Closed sonyahanson closed 8 years ago
The loop-modeled-template created by @danielparton in the full TK ensembler run for the 3W8Q pdb (top), looks almost identical (AKA not good). (That model can be found at /cbio/jclab/projects/parton/kinome-ensembler/templates/structures-modeled-loops/MP2K1_HUMAN_D0_3W8Q_A-pdbfixed.pdb
on the cluster.)
A similar problem can be seen in the 2OIQ (Src, imatinib bound structure) template after loop modeling, which is probably why any models onto this template have been failing in the refinement steps:
Yikes!
ensembler loopmodel
is just the ROSETTA loop modeling wrapper, I believe. I wonder if we can do a bit more debugging on what is going on there.
This might also be a great example to pass on to Mike Schnieders as a case where existing loop modeling schemes do not do well.
I'm hoping there's an easier way to get usable templates than the Mike Schnieders way, and 2OIQ
was already suggested to them as a good case.
I'm surprised Rosetta is giving these results.
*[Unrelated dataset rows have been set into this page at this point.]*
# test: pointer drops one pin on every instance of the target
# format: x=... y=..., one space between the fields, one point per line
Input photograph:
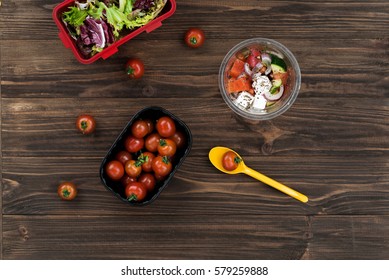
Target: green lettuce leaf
x=75 y=16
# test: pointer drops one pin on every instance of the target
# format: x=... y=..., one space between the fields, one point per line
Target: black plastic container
x=152 y=113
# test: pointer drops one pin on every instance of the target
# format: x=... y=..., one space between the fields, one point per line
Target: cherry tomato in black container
x=150 y=148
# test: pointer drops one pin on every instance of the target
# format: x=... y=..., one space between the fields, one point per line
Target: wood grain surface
x=332 y=145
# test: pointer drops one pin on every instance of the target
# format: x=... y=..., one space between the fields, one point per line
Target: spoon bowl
x=216 y=156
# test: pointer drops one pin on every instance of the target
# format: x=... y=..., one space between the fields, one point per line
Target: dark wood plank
x=331 y=145
x=313 y=19
x=349 y=68
x=313 y=126
x=348 y=186
x=196 y=237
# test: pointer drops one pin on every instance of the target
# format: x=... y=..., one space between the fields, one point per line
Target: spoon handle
x=275 y=184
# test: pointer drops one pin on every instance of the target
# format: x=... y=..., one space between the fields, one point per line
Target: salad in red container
x=97 y=24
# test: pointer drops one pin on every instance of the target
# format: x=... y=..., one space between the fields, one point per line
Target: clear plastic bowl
x=292 y=85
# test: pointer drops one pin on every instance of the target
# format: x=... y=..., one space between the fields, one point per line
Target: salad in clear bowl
x=259 y=79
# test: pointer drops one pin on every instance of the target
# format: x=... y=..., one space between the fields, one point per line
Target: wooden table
x=331 y=145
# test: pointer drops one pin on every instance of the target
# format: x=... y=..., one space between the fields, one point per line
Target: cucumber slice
x=275 y=85
x=278 y=61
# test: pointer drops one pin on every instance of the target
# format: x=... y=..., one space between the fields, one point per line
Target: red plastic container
x=69 y=42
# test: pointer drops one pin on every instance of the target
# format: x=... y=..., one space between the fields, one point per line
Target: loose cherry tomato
x=194 y=37
x=150 y=125
x=86 y=124
x=139 y=129
x=135 y=68
x=152 y=141
x=127 y=179
x=135 y=191
x=179 y=138
x=146 y=159
x=167 y=147
x=230 y=161
x=161 y=165
x=67 y=191
x=134 y=144
x=133 y=168
x=114 y=170
x=166 y=126
x=159 y=178
x=148 y=180
x=123 y=156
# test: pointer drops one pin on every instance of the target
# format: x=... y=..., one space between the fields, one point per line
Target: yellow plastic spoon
x=216 y=155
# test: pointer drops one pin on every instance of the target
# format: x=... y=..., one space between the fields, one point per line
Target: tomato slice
x=237 y=68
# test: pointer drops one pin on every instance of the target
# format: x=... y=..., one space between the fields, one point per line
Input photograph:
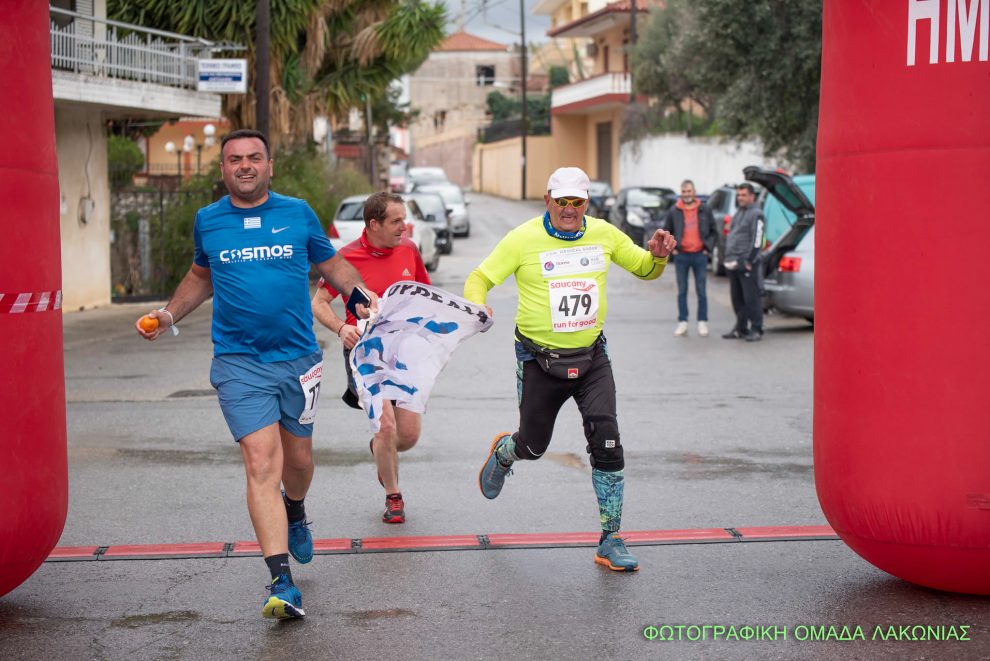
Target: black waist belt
x=537 y=350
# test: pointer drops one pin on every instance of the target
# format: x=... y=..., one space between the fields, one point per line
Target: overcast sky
x=498 y=20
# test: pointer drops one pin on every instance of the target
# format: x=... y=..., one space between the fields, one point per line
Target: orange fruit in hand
x=148 y=324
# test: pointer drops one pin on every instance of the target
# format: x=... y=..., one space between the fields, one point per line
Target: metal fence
x=121 y=50
x=151 y=239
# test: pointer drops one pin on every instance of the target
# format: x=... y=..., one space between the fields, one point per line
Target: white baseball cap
x=569 y=182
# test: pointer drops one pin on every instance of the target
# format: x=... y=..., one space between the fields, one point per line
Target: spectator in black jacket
x=693 y=226
x=742 y=254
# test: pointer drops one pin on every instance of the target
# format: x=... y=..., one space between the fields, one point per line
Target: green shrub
x=305 y=173
x=124 y=160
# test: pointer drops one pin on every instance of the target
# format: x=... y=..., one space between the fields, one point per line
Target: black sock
x=278 y=565
x=295 y=509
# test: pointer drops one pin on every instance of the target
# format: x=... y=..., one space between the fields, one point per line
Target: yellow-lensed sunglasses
x=576 y=202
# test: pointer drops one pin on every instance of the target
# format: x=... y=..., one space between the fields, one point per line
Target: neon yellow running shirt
x=562 y=283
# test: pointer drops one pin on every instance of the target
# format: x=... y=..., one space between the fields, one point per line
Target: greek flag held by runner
x=401 y=353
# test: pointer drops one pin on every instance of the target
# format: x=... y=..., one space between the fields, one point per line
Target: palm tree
x=327 y=56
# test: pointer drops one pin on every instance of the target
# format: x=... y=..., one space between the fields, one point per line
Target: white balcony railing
x=127 y=51
x=598 y=87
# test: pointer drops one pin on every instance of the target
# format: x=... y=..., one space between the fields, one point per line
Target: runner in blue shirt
x=252 y=254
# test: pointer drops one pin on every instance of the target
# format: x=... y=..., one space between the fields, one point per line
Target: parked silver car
x=789 y=263
x=420 y=176
x=453 y=199
x=432 y=206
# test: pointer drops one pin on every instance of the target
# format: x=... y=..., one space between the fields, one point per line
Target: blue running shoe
x=284 y=602
x=301 y=541
x=612 y=553
x=491 y=479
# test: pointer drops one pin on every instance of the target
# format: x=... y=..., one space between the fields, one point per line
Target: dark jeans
x=746 y=302
x=684 y=262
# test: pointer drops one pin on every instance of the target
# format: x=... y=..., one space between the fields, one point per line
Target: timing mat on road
x=447 y=543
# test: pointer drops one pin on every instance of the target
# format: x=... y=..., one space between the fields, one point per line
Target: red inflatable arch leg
x=33 y=475
x=902 y=343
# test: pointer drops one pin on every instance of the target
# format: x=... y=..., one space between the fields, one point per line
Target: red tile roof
x=462 y=41
x=622 y=6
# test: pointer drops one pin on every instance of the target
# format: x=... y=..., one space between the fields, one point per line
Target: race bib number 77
x=310 y=382
x=573 y=304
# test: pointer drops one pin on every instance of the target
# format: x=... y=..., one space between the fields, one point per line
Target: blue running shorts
x=254 y=394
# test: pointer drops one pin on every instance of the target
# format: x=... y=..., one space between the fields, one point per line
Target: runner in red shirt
x=383 y=257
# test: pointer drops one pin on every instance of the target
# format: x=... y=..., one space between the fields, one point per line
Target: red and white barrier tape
x=38 y=301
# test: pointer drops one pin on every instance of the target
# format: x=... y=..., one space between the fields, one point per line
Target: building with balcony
x=104 y=70
x=586 y=116
x=450 y=91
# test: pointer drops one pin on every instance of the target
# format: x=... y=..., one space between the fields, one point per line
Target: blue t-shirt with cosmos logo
x=259 y=265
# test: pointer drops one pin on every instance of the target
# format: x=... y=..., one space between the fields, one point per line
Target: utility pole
x=522 y=78
x=632 y=45
x=262 y=82
x=372 y=156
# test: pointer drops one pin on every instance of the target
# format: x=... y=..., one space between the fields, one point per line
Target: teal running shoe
x=301 y=541
x=612 y=553
x=285 y=600
x=491 y=479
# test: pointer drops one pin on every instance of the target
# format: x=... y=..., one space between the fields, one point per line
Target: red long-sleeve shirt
x=380 y=268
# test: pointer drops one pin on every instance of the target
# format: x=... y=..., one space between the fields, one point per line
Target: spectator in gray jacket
x=742 y=255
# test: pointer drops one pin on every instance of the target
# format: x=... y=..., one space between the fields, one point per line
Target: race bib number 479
x=573 y=304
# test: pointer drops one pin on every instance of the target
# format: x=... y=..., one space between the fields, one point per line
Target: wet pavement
x=717 y=436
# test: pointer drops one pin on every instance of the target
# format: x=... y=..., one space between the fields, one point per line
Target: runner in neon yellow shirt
x=560 y=263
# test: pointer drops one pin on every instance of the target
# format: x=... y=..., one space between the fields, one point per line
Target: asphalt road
x=717 y=435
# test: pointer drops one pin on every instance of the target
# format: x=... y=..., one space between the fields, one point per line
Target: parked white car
x=453 y=199
x=424 y=175
x=348 y=223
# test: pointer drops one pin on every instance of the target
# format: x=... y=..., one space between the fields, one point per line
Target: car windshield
x=450 y=194
x=431 y=204
x=351 y=211
x=645 y=197
x=427 y=175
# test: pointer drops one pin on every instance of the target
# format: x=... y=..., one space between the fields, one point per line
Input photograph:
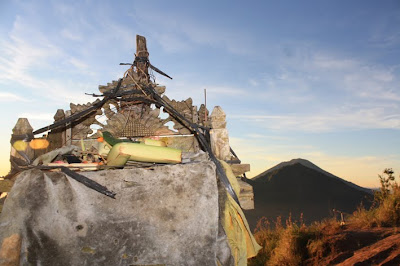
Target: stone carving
x=137 y=121
x=81 y=128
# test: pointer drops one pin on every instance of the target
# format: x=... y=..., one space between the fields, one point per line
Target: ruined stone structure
x=134 y=112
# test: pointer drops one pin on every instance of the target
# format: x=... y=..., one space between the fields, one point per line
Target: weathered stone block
x=220 y=143
x=165 y=215
x=218 y=118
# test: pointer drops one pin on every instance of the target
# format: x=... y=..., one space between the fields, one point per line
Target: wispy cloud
x=11 y=97
x=38 y=116
x=336 y=120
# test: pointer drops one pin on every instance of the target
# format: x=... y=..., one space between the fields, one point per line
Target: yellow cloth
x=241 y=240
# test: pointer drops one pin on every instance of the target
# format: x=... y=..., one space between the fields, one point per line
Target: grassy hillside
x=330 y=241
x=297 y=189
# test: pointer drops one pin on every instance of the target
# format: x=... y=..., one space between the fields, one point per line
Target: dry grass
x=294 y=242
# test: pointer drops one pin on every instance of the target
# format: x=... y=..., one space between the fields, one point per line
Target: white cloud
x=11 y=97
x=38 y=116
x=335 y=120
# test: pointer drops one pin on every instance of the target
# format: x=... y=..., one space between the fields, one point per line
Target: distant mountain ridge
x=299 y=189
x=308 y=164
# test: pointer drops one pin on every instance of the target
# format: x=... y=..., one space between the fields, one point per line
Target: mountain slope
x=295 y=189
x=308 y=164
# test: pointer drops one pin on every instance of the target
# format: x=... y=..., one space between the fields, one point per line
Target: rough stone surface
x=164 y=215
x=220 y=143
x=218 y=118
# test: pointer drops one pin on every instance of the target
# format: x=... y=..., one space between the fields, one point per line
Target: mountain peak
x=310 y=165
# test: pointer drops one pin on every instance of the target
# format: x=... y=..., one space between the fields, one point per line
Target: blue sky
x=317 y=80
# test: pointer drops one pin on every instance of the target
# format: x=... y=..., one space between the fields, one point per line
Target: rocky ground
x=376 y=246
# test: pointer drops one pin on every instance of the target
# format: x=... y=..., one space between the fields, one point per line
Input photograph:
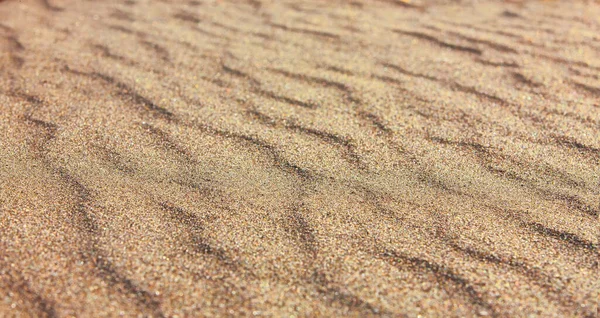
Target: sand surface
x=299 y=158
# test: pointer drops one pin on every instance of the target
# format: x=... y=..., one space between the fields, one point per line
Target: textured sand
x=299 y=158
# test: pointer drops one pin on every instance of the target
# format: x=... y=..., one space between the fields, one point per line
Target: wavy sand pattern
x=312 y=158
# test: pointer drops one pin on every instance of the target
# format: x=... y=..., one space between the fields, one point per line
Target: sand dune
x=299 y=158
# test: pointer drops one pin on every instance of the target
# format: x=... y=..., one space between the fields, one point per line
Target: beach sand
x=299 y=158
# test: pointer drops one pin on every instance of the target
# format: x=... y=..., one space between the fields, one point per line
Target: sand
x=299 y=158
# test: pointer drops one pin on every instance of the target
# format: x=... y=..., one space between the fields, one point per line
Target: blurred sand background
x=299 y=158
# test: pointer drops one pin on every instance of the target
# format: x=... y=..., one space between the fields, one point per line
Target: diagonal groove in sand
x=299 y=158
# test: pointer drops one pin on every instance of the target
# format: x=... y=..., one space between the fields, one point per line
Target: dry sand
x=299 y=158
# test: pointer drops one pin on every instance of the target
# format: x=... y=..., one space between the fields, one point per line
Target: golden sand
x=299 y=158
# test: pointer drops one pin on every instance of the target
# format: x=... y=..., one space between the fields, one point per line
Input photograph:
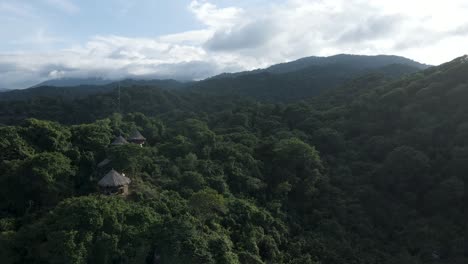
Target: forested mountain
x=357 y=61
x=70 y=82
x=282 y=82
x=71 y=92
x=371 y=172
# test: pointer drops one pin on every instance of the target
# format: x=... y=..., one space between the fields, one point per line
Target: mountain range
x=286 y=81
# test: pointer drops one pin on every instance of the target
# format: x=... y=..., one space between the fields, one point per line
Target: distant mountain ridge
x=294 y=80
x=306 y=77
x=71 y=82
x=358 y=61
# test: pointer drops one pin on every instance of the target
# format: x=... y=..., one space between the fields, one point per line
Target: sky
x=195 y=39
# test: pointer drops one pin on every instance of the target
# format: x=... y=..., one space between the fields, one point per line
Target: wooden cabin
x=119 y=141
x=136 y=138
x=114 y=183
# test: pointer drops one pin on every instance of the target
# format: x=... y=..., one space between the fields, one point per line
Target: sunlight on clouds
x=234 y=39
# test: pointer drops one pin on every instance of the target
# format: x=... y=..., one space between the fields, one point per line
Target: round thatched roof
x=119 y=141
x=114 y=179
x=136 y=135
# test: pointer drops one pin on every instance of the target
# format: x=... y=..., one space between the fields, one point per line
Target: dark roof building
x=136 y=137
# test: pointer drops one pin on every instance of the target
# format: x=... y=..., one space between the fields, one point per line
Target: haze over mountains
x=297 y=79
x=372 y=170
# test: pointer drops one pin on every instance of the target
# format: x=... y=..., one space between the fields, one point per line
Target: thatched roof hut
x=136 y=137
x=113 y=179
x=119 y=141
x=103 y=163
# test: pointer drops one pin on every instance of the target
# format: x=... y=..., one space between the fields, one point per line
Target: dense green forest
x=371 y=172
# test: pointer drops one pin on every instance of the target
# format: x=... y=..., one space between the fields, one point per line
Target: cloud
x=214 y=17
x=248 y=36
x=233 y=39
x=64 y=5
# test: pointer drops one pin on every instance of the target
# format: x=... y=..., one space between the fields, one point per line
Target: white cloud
x=234 y=38
x=65 y=5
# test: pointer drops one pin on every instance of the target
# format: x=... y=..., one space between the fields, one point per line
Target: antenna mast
x=119 y=100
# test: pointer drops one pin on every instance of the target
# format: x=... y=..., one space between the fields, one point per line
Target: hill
x=70 y=82
x=358 y=61
x=371 y=172
x=306 y=77
x=71 y=92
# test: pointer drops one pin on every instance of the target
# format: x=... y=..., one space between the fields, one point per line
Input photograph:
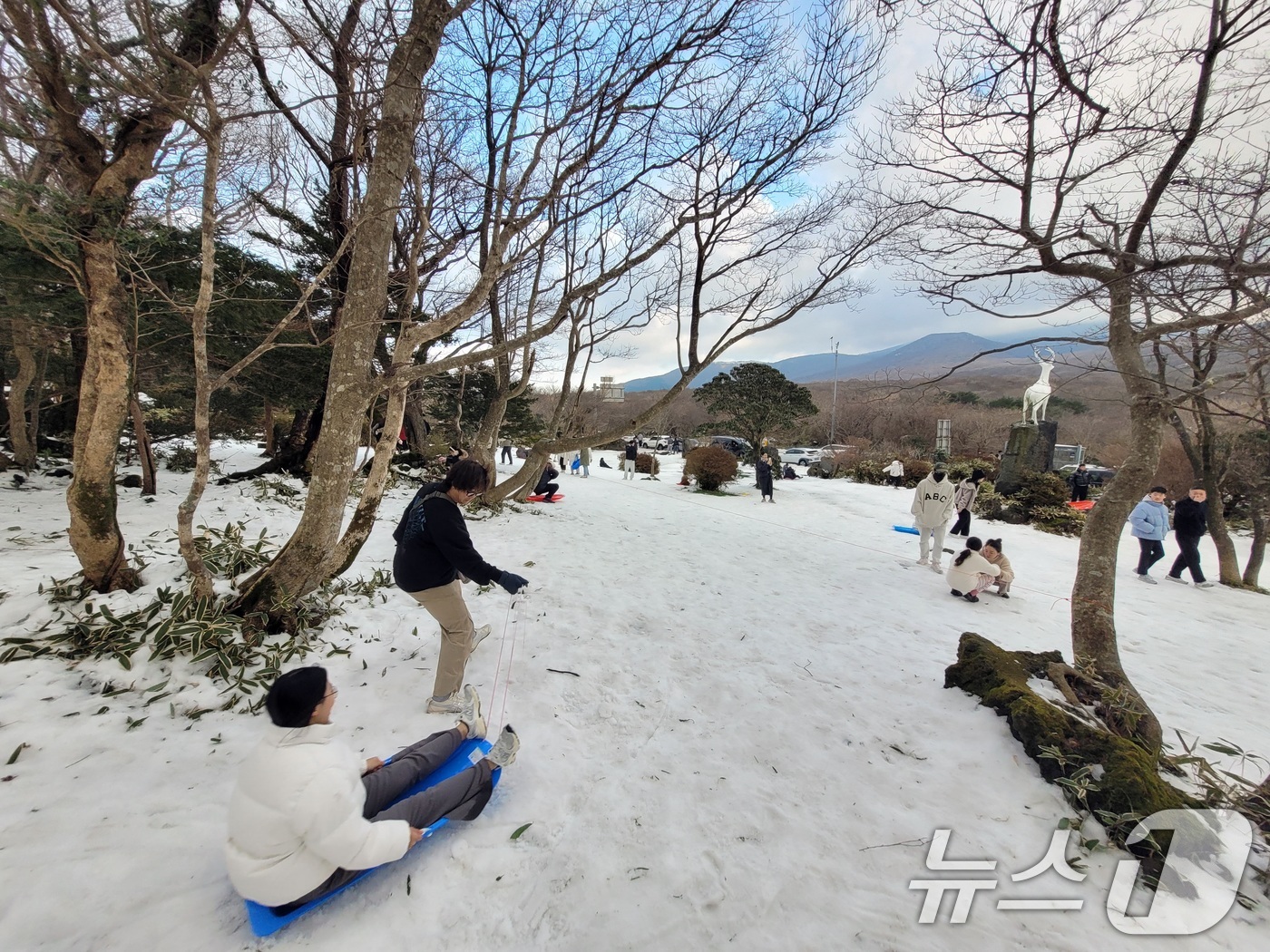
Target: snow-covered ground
x=752 y=753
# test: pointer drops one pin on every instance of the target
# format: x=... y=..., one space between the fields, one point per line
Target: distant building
x=611 y=393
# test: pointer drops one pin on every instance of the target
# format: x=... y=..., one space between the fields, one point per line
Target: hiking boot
x=503 y=753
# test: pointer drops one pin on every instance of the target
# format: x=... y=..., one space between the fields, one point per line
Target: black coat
x=765 y=478
x=434 y=545
x=1190 y=518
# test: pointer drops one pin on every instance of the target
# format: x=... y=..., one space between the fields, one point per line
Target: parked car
x=1098 y=473
x=800 y=456
x=738 y=447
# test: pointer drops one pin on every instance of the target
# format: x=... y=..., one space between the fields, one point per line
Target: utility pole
x=834 y=413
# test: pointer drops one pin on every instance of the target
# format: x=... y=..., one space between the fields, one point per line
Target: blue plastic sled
x=266 y=922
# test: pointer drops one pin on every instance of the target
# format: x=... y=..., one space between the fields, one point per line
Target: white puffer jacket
x=965 y=577
x=296 y=816
x=933 y=503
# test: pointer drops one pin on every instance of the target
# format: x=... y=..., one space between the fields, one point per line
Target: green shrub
x=711 y=466
x=647 y=462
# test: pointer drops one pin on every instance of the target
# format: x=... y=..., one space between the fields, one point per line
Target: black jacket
x=434 y=545
x=545 y=480
x=1190 y=518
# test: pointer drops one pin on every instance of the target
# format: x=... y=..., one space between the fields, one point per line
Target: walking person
x=971 y=573
x=1190 y=522
x=308 y=814
x=992 y=552
x=894 y=472
x=764 y=471
x=1081 y=480
x=435 y=554
x=1149 y=524
x=933 y=508
x=967 y=491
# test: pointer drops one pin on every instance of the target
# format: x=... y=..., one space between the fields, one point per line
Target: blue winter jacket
x=1149 y=520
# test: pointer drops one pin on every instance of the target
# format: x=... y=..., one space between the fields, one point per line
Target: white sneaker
x=503 y=753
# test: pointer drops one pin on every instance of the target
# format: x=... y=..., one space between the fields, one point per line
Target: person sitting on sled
x=308 y=814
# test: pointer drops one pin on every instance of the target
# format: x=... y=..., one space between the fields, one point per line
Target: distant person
x=992 y=552
x=546 y=488
x=308 y=815
x=933 y=508
x=1190 y=522
x=434 y=555
x=967 y=491
x=764 y=471
x=971 y=573
x=629 y=461
x=1081 y=480
x=894 y=472
x=1149 y=524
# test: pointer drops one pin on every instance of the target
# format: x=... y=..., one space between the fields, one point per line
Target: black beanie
x=295 y=695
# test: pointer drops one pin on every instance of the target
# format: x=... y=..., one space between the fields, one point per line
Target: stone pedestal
x=1031 y=450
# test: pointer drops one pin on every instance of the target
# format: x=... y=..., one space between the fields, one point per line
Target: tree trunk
x=1253 y=570
x=305 y=561
x=104 y=393
x=145 y=452
x=21 y=435
x=1094 y=636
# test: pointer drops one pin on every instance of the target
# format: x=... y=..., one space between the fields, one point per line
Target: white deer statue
x=1037 y=396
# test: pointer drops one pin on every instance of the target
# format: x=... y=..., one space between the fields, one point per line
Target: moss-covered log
x=1127 y=786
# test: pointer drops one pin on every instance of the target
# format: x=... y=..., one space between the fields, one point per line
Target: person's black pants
x=1187 y=558
x=1152 y=551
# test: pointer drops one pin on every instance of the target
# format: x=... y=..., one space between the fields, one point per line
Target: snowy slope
x=753 y=754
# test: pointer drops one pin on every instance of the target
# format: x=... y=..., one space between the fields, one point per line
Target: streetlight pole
x=834 y=414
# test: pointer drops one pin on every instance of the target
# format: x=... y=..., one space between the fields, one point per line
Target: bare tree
x=1050 y=142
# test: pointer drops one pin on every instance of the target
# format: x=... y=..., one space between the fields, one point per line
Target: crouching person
x=308 y=815
x=992 y=552
x=971 y=573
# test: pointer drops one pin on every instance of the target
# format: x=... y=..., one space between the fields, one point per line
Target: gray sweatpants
x=461 y=797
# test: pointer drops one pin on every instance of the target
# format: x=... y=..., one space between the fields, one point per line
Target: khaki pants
x=446 y=605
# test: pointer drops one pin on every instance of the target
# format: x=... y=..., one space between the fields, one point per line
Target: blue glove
x=512 y=583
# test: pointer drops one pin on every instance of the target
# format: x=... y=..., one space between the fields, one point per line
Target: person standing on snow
x=308 y=814
x=894 y=472
x=434 y=555
x=1149 y=524
x=764 y=472
x=962 y=499
x=933 y=508
x=1190 y=522
x=629 y=462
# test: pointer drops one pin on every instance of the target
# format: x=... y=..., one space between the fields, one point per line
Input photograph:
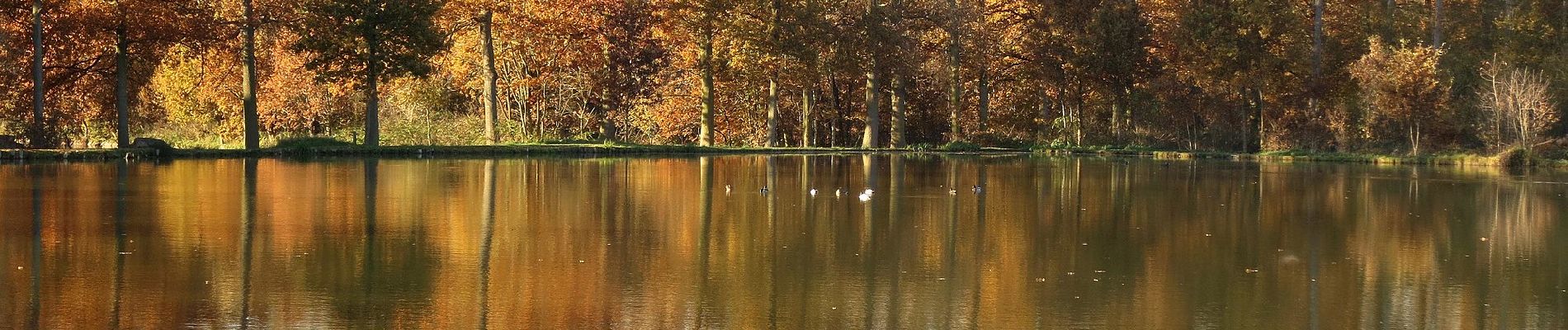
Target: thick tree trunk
x=253 y=138
x=899 y=113
x=121 y=87
x=706 y=59
x=38 y=75
x=805 y=116
x=872 y=116
x=488 y=47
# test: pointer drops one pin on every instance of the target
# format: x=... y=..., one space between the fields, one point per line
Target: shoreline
x=24 y=155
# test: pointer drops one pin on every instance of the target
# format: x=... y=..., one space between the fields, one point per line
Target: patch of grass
x=960 y=146
x=311 y=143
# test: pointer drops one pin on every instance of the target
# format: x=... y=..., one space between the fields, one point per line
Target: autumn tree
x=371 y=41
x=482 y=16
x=1518 y=105
x=1404 y=88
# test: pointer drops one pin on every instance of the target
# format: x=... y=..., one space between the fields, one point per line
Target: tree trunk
x=773 y=111
x=805 y=116
x=253 y=138
x=899 y=111
x=872 y=118
x=372 y=92
x=38 y=75
x=1315 y=94
x=838 y=110
x=121 y=87
x=488 y=47
x=956 y=88
x=773 y=74
x=985 y=96
x=706 y=59
x=1045 y=115
x=1437 y=24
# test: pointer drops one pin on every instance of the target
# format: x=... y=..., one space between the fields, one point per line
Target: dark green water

This is worse than Modeller was doing.
Here is where the loop modeling input commands are kept: https://github.com/choderalab/ensembler/blob/master/ensembler/modeling.py#L288-L301
I imagine we could try the following:
Do you think that will work?
Here are the loop modeling options for ROSETTA 3.1. Not sure if we're using a more recent version.
The ROSETTA output file might be a good place to look for clues. It could be that we need to increment -loops:grow_attempts
, for example.
Yeah. Would be good to just run few a through and see if they improve the situation.
I think I might also check with the Abba Leffler (from the Bonneau lab), who had some recommendation on the best ways to use Rosetta for loop modeling last time I talked to him (/cbio/jclab/share/rosetta_2014.35.57232_bundle/main/source/bin
). We seem to be using the same Rosetta version as he does, but maybe not the same actual loop model command...
I think I might also check with the Abba Leffler (from the Bonneau lab)
That's also a great idea! He might also be able to better interpret the ROSETTA output files to diagnose our issue.
I just briefly looked through one of the ROSETTA log files you mention (for 3W8Q) where residues 211-238 are modeled in (28 residues):
/cbio/jclab/projects/parton/kinome-ensembler/templates/structures-modeled-loops/MP2K1_HUMAN_D0_3W8Q_A-loopmodel-log.yaml
and noticed a few sketchy warnings. I am not sure if these are indeed problematic. We'll want an expert to look at these:
core.pose.util: Cannot open psipred_ss2 file
protocols.loops.loops_main: can not open DSSP file
[ WARNING ] missing an atom: 223 OVU1 that depends on a nonexistent polymer connection!
I don't see any other failures, so it may simply be that the loop refinement isn't aggressive enough.
The current ROSETTA invocation we are using is:
/cbio/jclab/home/parton/opt/rosetta_2014.35.57232_bundle/main/source/bin/loopmodel.default.linuxgccrelease
-database /cbio/jclab/home/parton/opt/rosetta_2014.35.57232_bundle/main/database
-in::file::s /scratch/2758588.mskcc-fe1.local/tmpi5ps9C/template.pdb -loops:loop_file
/scratch/2758588.mskcc-fe1.local/tmpi5ps9C/template.loop -out:path:all /scratch/2758588.mskcc-fe1.local/tmpi5ps9C
-loops:remodel perturb_kic -loops:refine refine_kic -ex1 -ex2 -nstruct 1 -loops:max_kic_build_attempts
100 -in:file:fullatom -overwrite
I think we may be missing some arguments that ensure that only the loops are modified here. I believe that normally other sidechains can be repacked.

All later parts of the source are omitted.